2

Context

The company sells access to a sort of cash register web application. Access to the application is given through a VPN. The VPN entrypoint for the clients is a Soekris board running Voyage Linux (a trimmed down version of Debian). These boards have run for 3 years MySQL with replication and a RoR application stack.

The storage support for these boards is a Compact Flash 4GB card.

The problem

We are getting regular errors and random application crashes on these boards. The most frequent errors are the following :

Aug 24 14:54:44 box45 puppetd[3669]: Could not run Puppet::Network::Client::Master: Stale NFS file handle - /var/lib/puppet/state/state.yaml

Aug 24 13:37:01 box76 kernel: [ 2091.575622] EXT2-fs error (device hda1): read_block_bitmap: Cannot read block bitmap - block_group = 30, block_bitmap = 983040

If these were HDD-based, I would run SMART monitoring tools to check for bad sectors and general disk health. Except, due to them being CF cards, I am in the dark and have difficulty measuring how bad (or good !) the situation is.

What can I do to monitor the health of these cards and measure their health ? I insist on "measure" as I need to give some hard facts that will eventually motivate the change of all the CF cards.

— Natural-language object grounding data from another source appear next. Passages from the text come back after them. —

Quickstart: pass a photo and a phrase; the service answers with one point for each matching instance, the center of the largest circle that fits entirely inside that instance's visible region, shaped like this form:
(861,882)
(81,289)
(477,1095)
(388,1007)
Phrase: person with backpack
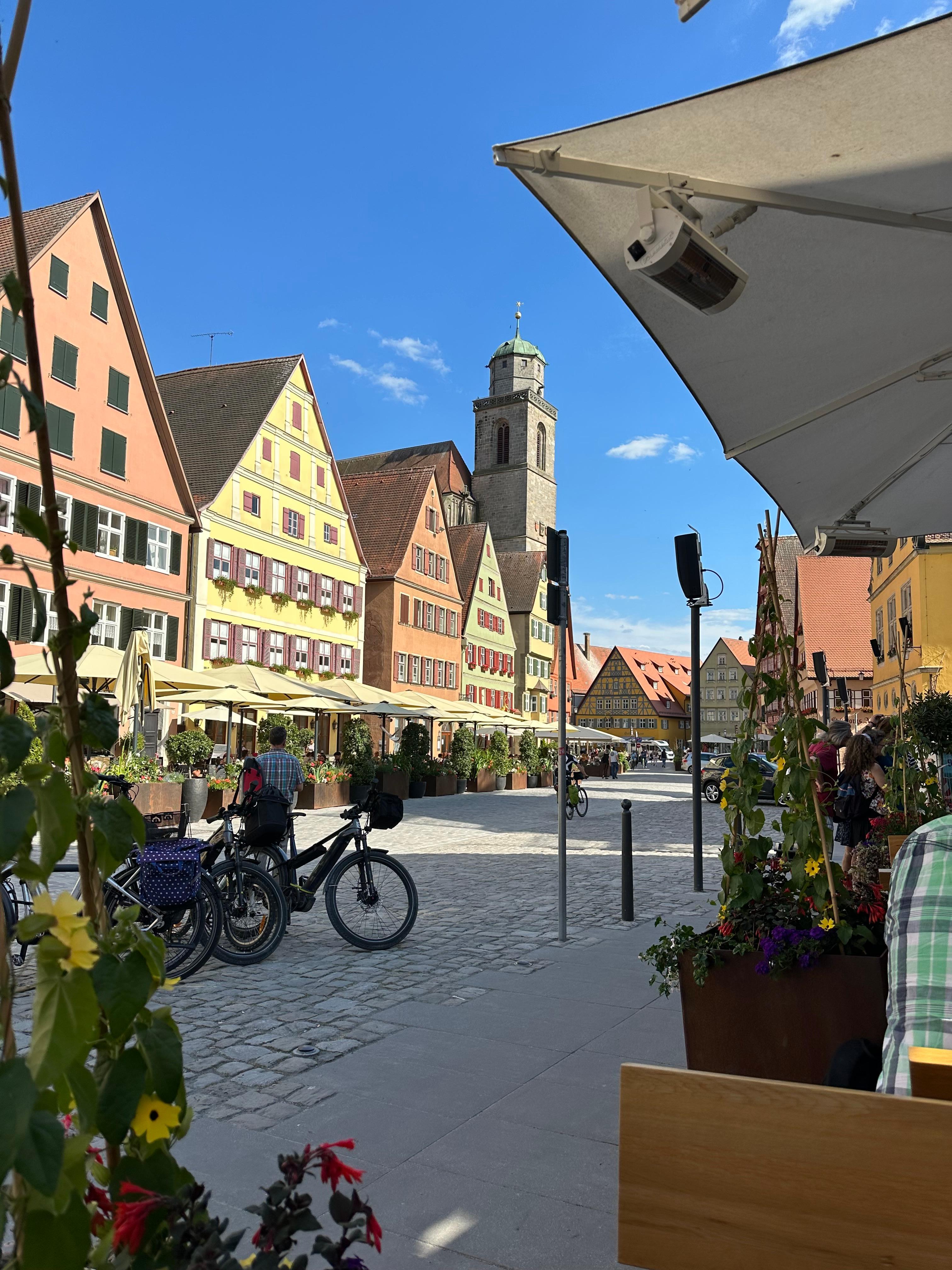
(858,798)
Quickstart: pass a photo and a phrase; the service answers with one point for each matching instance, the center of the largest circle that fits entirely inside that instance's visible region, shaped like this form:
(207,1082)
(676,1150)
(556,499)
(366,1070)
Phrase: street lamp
(691,576)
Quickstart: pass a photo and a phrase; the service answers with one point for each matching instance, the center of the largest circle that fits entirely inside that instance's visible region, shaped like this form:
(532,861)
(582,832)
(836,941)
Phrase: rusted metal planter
(786,1028)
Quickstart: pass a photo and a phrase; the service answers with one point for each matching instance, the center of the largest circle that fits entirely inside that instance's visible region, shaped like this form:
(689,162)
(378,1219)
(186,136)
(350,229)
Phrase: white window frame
(221,561)
(12,498)
(156,546)
(110,530)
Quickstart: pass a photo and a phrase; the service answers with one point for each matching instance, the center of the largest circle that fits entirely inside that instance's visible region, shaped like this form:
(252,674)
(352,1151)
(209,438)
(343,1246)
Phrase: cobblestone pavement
(485,869)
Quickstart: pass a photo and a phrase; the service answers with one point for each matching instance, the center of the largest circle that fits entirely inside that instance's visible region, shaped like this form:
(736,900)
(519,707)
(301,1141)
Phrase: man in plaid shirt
(280,768)
(920,941)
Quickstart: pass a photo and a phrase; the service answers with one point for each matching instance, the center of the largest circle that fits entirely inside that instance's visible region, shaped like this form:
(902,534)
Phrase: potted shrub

And to make things a little more complex, I do not have physical access to the Soekris boards so all this needs to be remote.

Antoine Benkemoun
  • 7,314
  • 3
  • 41
  • 60

2 Answers2

2

The error seems to point pretty solidly to a problem with a section of the CF card media. If it has been running for some time without any problems and now it's giving these issues, I'd think that the card has started going bad. Easiest way to test is to send a tech out with a replacement card and swap it out, especially if you're seeing this on a limited number of the systems. All media have lifespans and failure rates; the more read/write cycles you have going to the cards the sooner they'll die.

Another thing to look at: are the errors in reading near the same spot(s) each time? That would tell me it's probably a bad cell as well in a specific part of the card.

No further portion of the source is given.